One of the biggest underlying problems behind the financial crisis is size. These are the wages of years of mergers and industry consolidation, combined with weak or non-existent regulation. Thus, Wachovia today posted a loss of $8.9 billion — enough to add to the public funding of Amtrak by nearly eight-fold. In a healthy market economy, a bank with such performance could simply be allowed to "fail," with depositors covered by the FDIC and the shareholders who enabled the disaster taking the fall.

But Wachovia is too big to fail. Like its cousin investment banks on Wall Street and Freddie Mac and Fannie Mae, its collapse could bring down the entire economy. If necessary it will be propped up, as the Fed and Treasury have done with those other giants. (The immediate damage: $25 billion). That’s your money.
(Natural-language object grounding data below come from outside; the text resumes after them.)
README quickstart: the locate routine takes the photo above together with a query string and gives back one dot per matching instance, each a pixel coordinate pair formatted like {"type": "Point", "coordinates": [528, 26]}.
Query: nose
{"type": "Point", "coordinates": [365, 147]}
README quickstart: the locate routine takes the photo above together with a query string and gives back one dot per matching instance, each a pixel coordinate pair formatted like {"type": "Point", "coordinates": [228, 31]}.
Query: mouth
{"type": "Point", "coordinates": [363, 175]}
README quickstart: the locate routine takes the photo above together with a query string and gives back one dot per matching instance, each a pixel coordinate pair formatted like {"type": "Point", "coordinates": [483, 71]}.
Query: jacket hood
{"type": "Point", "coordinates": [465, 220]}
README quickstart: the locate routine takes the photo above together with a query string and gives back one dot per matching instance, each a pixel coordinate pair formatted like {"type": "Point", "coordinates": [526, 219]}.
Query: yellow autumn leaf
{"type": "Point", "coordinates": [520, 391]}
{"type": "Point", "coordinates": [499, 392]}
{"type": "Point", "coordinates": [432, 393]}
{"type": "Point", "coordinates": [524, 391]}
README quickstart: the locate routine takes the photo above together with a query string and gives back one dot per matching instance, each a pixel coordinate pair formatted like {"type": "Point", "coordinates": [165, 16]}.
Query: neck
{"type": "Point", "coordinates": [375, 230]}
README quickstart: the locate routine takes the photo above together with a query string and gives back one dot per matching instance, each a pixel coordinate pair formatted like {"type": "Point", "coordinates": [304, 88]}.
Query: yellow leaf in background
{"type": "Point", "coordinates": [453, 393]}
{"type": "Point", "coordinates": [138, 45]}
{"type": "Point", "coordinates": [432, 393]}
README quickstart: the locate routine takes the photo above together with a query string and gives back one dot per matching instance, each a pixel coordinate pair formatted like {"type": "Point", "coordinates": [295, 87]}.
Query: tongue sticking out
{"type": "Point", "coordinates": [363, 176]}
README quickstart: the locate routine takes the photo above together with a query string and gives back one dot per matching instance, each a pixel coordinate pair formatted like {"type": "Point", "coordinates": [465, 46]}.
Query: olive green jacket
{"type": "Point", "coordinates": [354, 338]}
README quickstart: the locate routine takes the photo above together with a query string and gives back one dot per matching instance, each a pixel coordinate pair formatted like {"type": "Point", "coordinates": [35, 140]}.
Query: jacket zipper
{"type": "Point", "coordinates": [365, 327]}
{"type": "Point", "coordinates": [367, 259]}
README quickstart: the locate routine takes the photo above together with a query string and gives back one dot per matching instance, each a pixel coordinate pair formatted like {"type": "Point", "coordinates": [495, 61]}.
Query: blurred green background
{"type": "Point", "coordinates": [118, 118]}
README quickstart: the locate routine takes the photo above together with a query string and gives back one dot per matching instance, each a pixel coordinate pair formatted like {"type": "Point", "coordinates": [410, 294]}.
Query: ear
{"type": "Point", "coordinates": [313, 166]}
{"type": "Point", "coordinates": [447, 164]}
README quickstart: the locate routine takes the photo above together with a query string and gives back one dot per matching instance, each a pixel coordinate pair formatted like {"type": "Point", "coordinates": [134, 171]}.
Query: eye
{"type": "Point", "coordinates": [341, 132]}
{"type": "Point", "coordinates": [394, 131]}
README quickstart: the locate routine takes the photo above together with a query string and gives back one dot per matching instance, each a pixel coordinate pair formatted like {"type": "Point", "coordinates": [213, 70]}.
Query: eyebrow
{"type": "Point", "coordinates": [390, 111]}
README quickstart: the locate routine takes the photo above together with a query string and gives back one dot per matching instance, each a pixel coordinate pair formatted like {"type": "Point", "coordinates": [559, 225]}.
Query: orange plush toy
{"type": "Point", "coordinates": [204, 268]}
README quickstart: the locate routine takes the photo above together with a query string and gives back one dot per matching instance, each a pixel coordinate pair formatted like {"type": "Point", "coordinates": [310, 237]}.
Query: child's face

Of course, the executive class will continue to take home tens-of-millions paychecks as a reward for these disasters.

And yet, the brain surgeons in the executive suites of Wachovia are merely trying to fix the bank enough to sell it. Jamie Dimon’s JPMorgan Chase seems to be the last shopper standing at the garage sale of the American economy. The result, in addition to calamity in Wachovia’s hometown of Charlotte, will be an even bigger behemoth to hold taxpayers hostage next time.

Charlotte faces its moment of truth

Around 1996, when I was the business editor of the Charlotte Observer, I provoked the ire of the president of the chamber of commerce — as I so often do with such caudillos — by pointing out an inconvenient truth: the city’s economy was too dependent on two big banks. Charlotte was in the middle of a historic boom that turned a sleepy, mid-sized Southern city into the nation’s second-largest banking center.

An Oz-like skyline shoots up dramatically from the flat treeline of the Carolina Piedmont. Signs of fabulous wealth are everywhere, from the expensive cars on the street to the beautiful people shopping at Dean & Deluca. It’s an amazing testmony to what money can do — to what being positioned at the heart of the capital markets can do. And it’s mostly because of the two money center banks, what are now Bank of America and Wachovia, that are improbably headquartered there.

Then came the subprime and credit crises, partly authored by the smartest people in the room in Charlotte. Now, as the Wall Street Journal put it, "Charlotte is fretting over whether it can remain the last great U.S. banking center outside of New York." It should be fretting over more than that.